146. In this context the Lord Chancellor's belief as to
the views of the judges is of importance. It has been suggested on his behalf
that, because he believed that there was no "live controversy" about the
declaration, he did not regard the opinion of the judges as material. If he had
been aware that the judges had not expressed any view about the recommendation
in the Elliott report, however, his opinion as to whether the matter was free
from controversy must have been affected. Expressed in another way, his
conclusion that the matter of the declaration was uncontroversial must surely
have been influenced by his understanding that the judges supported the
retention of the existing declaration. The views of the judges, if they had
changed since the publication of the Elliott report, were a possible source of
controversy, at least. The conclusion that there was no controversy must,
therefore, have depended to some extent on the Lord Chancellor's belief that the
judges' views remained unaltered. His decision not to consult the Bar and the
judges was underpinned by his belief that the matter was free from controversy.

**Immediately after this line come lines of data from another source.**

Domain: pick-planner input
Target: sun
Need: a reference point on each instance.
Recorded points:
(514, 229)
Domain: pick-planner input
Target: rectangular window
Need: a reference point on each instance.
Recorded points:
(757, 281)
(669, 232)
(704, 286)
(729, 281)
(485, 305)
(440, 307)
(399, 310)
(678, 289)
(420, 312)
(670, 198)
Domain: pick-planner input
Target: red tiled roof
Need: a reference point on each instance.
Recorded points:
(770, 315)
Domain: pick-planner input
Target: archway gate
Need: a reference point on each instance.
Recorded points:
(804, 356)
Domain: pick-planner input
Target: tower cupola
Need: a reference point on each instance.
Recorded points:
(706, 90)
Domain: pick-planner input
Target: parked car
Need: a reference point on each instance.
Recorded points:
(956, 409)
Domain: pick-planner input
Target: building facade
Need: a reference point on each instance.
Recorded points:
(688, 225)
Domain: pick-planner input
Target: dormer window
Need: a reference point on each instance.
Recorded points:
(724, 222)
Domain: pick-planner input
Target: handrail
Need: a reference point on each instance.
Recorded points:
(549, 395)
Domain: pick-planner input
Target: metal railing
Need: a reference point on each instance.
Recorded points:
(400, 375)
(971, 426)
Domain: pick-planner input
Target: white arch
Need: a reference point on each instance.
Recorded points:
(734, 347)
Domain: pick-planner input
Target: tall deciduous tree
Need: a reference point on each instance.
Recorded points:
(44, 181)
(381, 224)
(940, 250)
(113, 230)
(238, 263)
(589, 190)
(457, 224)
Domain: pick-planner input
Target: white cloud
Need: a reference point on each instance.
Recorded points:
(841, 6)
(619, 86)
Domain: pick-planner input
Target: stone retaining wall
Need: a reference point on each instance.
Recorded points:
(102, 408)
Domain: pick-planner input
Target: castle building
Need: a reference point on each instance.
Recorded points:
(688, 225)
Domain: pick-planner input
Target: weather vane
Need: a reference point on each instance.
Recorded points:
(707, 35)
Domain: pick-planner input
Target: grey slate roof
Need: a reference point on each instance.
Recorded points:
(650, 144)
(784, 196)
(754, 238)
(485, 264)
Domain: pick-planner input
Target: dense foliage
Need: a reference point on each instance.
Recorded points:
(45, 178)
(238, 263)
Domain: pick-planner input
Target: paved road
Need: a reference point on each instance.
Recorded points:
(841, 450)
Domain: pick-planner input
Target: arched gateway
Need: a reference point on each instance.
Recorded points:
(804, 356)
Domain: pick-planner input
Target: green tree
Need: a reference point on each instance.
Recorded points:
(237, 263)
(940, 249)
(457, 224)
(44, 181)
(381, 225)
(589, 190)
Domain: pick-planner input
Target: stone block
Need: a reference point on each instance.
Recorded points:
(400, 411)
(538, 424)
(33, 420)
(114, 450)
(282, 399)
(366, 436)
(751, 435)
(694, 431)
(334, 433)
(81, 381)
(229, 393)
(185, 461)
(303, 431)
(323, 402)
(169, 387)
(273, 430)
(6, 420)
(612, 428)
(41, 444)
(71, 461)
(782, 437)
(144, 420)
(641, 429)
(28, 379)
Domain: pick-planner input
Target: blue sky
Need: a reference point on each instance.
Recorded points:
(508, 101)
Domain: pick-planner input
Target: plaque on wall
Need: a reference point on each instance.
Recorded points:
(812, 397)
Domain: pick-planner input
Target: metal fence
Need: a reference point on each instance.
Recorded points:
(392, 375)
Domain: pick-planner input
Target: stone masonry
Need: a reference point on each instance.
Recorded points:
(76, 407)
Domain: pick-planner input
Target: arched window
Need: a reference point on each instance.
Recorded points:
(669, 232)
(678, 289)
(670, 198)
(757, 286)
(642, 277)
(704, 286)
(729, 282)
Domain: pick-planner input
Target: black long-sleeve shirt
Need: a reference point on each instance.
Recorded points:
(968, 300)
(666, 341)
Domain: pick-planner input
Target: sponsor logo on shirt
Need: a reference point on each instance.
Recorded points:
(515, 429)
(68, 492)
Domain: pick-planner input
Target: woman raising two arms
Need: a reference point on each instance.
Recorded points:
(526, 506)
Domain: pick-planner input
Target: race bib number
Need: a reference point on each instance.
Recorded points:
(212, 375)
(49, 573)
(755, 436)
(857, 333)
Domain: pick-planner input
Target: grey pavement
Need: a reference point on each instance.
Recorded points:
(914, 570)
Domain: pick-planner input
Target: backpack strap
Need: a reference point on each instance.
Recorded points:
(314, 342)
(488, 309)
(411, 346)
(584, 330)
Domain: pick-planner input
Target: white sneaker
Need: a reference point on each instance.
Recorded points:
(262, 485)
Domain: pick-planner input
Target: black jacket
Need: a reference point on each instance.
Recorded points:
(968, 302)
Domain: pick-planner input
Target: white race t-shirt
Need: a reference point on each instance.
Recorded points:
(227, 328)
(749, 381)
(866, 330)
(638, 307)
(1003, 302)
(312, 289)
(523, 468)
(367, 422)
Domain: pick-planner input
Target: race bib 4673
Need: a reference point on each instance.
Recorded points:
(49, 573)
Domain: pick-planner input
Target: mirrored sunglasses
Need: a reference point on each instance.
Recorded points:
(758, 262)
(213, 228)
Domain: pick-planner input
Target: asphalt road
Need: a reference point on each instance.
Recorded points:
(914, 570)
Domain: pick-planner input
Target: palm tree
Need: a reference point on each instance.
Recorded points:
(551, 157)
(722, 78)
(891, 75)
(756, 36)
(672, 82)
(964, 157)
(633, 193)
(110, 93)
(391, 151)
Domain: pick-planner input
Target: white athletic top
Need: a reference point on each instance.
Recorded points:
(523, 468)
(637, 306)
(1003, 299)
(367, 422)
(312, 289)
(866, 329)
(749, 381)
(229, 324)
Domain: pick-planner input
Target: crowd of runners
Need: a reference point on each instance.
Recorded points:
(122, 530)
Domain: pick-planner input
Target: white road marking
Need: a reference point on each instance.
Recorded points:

If he had realised that the judges had not expressed a view on the Elliott
recommendation, it is at least likely that he would have consulted both the Bar
Council and the Bench.
147. It is well settled that a decision taken under a
misapprehension as to the true facts may be amenable to judicial review if the
decision is based on the misapprehension - see de Smith, Woolf and Jowell's
Principles of Judicial Review paragraph 12-021. In the present case,
although the Lord Chancellor did not consider the views of the Supreme Court
judges relevant to the question of whether he should retain the declaration
, his conclusion that there was no live controversy about the matter must,
as I have found, have been influenced by his belief that the judges were in
favour of retention despite the Elliott recommendation.
Legitimate expectation
148. On behalf of the applicants Mr Larkin argued that
they enjoyed a substantive legitimate expectation that the recommendation
contained in the Elliott report concerning the amendment of the declaration
would be accepted. Alternatively, he claimed that they were entitled to expect
that the Bar Council would be consulted before the decision to retain the
declaration in its present form was taken.

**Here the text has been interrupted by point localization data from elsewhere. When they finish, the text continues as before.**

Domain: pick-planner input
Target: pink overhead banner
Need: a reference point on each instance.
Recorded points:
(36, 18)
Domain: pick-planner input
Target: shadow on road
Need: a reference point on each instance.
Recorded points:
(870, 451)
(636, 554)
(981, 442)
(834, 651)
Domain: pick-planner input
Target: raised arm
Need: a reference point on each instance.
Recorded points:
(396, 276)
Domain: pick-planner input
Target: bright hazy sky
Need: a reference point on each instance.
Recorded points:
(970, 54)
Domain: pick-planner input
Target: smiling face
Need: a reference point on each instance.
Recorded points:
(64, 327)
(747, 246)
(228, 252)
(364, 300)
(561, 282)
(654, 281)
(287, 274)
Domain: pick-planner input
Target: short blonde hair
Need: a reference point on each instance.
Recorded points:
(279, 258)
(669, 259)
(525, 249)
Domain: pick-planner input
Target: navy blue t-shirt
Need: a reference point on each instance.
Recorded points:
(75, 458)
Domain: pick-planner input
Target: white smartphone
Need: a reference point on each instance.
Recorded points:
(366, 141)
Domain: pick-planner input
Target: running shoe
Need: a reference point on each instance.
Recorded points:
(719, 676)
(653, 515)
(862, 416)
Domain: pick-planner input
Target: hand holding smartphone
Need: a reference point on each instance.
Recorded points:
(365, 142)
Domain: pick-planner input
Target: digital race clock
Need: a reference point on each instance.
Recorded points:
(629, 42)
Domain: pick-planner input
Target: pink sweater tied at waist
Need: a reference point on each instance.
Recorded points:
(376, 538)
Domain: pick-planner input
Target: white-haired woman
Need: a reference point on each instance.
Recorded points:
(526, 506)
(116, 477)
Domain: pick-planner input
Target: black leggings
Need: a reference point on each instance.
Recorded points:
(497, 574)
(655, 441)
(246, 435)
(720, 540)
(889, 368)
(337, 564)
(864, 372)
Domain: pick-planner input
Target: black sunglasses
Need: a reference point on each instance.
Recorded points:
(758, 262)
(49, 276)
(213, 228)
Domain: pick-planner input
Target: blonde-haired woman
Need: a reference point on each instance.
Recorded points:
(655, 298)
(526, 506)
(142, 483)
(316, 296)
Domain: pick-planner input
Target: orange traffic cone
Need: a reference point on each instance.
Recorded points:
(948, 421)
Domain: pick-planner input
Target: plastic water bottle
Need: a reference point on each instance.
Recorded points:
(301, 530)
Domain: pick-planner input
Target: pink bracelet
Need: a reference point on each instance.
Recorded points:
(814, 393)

149. For the respondents Mr Weatherup suggested that there
was no basis for an expectation that the recommendation would be accepted. The
chairman of the Bar had been informed by the Lord Chief Justice that the
declaration was a matter for the Secretary of State but the Bar Council failed
to make contact with the Secretary of State or (after they became aware that he
had taken over responsibility for recommending appointments for Silk) with the
Lord Chancellor. Mr Weatherup submitted, therefore, that neither the Bar nor the
applicants had any reason to believe that the Elliott recommendation had been
accepted. He further contended that it was in any event well established in
Northern Irish law that the concept of substantive legitimate expectation had no
place in judicial review. As to legitimate expectation of consultation he
submitted that no express promise had been given to the Bar that they would be
consulted on the matter of a change in the declaration nor was there a regular
practice of consultation on topics of this type.
150. It has been stated that the scope of legitimate
expectation is "still in the process of evolution".

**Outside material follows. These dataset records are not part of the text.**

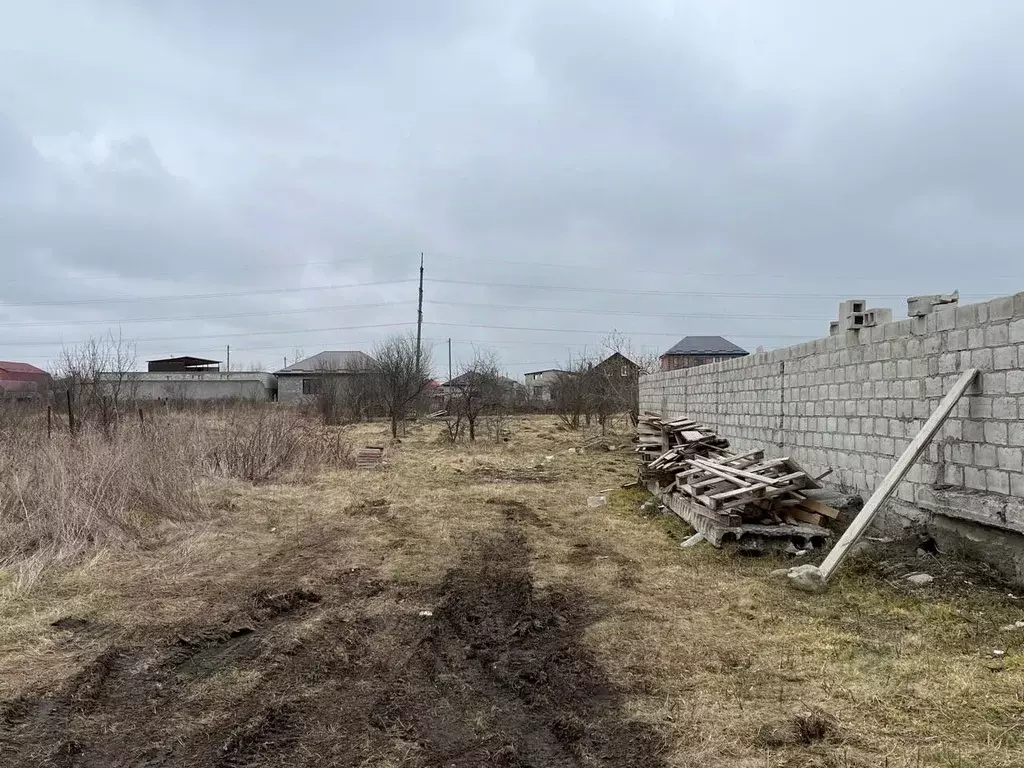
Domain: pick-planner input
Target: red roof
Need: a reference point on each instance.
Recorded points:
(19, 368)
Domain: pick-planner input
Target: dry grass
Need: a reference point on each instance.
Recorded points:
(730, 666)
(62, 497)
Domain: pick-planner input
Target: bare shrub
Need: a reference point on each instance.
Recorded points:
(97, 377)
(264, 444)
(480, 394)
(64, 496)
(400, 375)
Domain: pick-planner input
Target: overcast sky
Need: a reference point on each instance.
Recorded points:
(264, 174)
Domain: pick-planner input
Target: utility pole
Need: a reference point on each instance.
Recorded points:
(419, 316)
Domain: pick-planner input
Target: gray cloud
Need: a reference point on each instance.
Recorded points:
(763, 163)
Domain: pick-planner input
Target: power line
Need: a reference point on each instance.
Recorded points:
(638, 292)
(197, 296)
(218, 336)
(555, 263)
(185, 317)
(378, 304)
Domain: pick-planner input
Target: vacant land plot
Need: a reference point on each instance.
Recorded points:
(465, 607)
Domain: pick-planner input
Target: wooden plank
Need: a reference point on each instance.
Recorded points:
(820, 509)
(727, 495)
(732, 470)
(803, 516)
(812, 483)
(900, 468)
(753, 455)
(721, 473)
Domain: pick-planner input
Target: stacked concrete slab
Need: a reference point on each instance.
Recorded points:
(853, 401)
(854, 314)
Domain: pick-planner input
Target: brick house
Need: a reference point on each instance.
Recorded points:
(699, 350)
(300, 381)
(540, 383)
(20, 380)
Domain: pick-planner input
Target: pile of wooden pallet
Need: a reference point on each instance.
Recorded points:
(369, 457)
(723, 494)
(665, 445)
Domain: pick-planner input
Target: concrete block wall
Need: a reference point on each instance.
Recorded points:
(853, 401)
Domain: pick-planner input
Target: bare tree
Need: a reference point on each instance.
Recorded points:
(617, 386)
(400, 375)
(570, 394)
(328, 392)
(345, 394)
(97, 375)
(480, 388)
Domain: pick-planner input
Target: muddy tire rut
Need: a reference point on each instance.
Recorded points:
(350, 675)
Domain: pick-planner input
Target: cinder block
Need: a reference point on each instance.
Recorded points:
(1005, 408)
(945, 320)
(975, 478)
(952, 475)
(922, 305)
(851, 306)
(964, 454)
(1017, 485)
(966, 316)
(856, 321)
(981, 408)
(1011, 459)
(995, 432)
(956, 340)
(1000, 308)
(982, 359)
(997, 335)
(984, 455)
(997, 481)
(993, 382)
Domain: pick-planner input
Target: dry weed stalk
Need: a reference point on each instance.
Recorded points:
(65, 496)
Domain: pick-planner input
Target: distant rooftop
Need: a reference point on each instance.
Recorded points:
(19, 368)
(546, 371)
(185, 363)
(331, 360)
(705, 345)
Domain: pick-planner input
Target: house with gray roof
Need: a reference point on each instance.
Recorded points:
(699, 350)
(301, 381)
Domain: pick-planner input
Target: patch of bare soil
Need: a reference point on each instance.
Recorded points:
(352, 674)
(514, 474)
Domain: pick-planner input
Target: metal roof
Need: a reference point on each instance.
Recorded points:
(330, 360)
(186, 360)
(20, 368)
(706, 345)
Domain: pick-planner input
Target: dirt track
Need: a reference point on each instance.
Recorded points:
(351, 675)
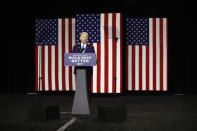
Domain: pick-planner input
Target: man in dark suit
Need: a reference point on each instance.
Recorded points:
(84, 47)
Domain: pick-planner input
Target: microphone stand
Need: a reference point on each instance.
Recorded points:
(115, 78)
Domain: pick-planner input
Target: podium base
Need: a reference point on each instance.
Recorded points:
(112, 113)
(41, 112)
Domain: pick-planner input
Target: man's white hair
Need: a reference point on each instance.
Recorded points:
(83, 33)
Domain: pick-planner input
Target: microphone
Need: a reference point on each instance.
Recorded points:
(80, 50)
(115, 38)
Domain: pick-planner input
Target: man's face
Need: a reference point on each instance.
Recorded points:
(84, 38)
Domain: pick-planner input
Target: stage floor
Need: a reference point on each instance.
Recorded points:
(154, 113)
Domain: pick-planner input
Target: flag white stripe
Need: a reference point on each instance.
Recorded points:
(53, 67)
(60, 53)
(102, 61)
(118, 54)
(130, 67)
(143, 68)
(40, 66)
(164, 54)
(95, 72)
(150, 54)
(46, 69)
(67, 51)
(157, 54)
(110, 57)
(136, 67)
(73, 43)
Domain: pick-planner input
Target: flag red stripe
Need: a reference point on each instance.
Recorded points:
(140, 67)
(70, 50)
(106, 51)
(43, 68)
(167, 48)
(154, 54)
(120, 53)
(133, 67)
(98, 67)
(147, 67)
(36, 66)
(49, 68)
(113, 53)
(161, 54)
(127, 68)
(63, 51)
(91, 75)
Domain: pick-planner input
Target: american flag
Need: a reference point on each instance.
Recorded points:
(102, 29)
(147, 61)
(57, 37)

[15] One of the first cases in which the principle was
recognised was Council of Civil Service Unions v Minister for the Civil
Service
[1985] AC 374. In that case at 408/9,
Lord Diplock said:-
"To qualify as a subject for judicial review the decision
must have consequences which affect some person ... It must affect such ...
person ... by depriving him of some benefit or advantage which either (i) he has
in the past been permitted by the decision maker to enjoy and which he can
legitimately expect to continue to do until there has been communicated to him
some rational ground for withdrawing it on which he has been given the
opportunity to comment or (ii) he has received assurance from the decision-maker
will not be withdrawn without giving him first an opportunity of advancing
reasons for contending that they should not be withdrawn."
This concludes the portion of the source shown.